Para el piloto, esa noche no tenía riberas, puesto que no conducía a
puerto alguno (todos parecían inaccesibles), ni hacia el alba: la bencina se
agotaría dentro de una hora 40 minutos. Tarde o temprano, se hundirían en esa
espesura.
Si hubiera podido llegar hasta el amanecer…
Fabián pensaba en el alba como en una playa de arenas doradas donde
arribar después de aquella dura noche. Bajo el avión amenazado, nacerían las
riberas de los llanos. La tierra firme sostendría sus granjas dormidas, sus
rebaños y sus colinas. Todos los despojos que ruedan en la sombra se volverían
inofensivos. Si pudiera, ¡cómo nadaría hacia el amanecer!

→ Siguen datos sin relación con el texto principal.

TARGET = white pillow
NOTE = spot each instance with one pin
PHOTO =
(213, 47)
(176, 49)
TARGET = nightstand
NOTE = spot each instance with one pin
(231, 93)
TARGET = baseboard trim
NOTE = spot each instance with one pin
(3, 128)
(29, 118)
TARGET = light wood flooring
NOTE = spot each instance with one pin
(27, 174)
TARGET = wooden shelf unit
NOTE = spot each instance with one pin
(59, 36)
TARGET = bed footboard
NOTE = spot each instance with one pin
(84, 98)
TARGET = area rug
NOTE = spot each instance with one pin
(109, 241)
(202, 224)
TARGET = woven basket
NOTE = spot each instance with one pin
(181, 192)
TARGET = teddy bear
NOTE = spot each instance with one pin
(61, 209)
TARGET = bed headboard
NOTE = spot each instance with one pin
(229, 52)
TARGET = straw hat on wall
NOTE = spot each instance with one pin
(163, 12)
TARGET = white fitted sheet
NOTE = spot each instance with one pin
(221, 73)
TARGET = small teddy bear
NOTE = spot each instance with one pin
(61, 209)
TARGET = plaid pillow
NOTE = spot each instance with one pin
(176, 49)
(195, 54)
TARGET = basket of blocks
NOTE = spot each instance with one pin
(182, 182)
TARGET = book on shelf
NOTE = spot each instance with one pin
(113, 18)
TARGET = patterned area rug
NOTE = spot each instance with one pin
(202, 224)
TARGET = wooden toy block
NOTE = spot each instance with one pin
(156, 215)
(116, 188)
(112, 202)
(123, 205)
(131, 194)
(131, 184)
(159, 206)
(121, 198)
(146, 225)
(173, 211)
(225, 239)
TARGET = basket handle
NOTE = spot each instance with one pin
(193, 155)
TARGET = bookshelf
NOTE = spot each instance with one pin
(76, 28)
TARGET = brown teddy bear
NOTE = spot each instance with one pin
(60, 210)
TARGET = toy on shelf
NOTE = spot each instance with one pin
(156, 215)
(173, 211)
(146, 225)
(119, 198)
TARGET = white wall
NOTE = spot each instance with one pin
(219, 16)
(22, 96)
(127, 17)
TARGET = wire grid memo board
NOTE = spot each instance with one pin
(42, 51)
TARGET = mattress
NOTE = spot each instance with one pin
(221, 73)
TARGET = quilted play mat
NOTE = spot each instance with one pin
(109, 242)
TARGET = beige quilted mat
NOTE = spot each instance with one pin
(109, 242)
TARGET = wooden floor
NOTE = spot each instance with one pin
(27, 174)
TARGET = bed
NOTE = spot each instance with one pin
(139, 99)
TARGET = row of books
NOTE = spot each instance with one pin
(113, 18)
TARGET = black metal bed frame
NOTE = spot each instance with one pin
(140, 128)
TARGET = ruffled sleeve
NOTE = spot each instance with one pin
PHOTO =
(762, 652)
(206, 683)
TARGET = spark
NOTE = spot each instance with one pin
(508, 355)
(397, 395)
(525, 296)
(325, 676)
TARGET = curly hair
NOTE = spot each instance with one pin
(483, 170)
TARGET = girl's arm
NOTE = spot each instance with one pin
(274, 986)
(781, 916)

Pensó que estaba cercado. Todo se resolvería, bien o mal, en aquella
espesura.
Cierto. Había creído, a veces, cuando despuntaba el día, encontrar
descanso.
Pero ¿para qué fijar los ojos en el Este? Allí vivía el sol; pero entre
ambos mediaba tal profundidad nocturna que jamás podrían remontarla.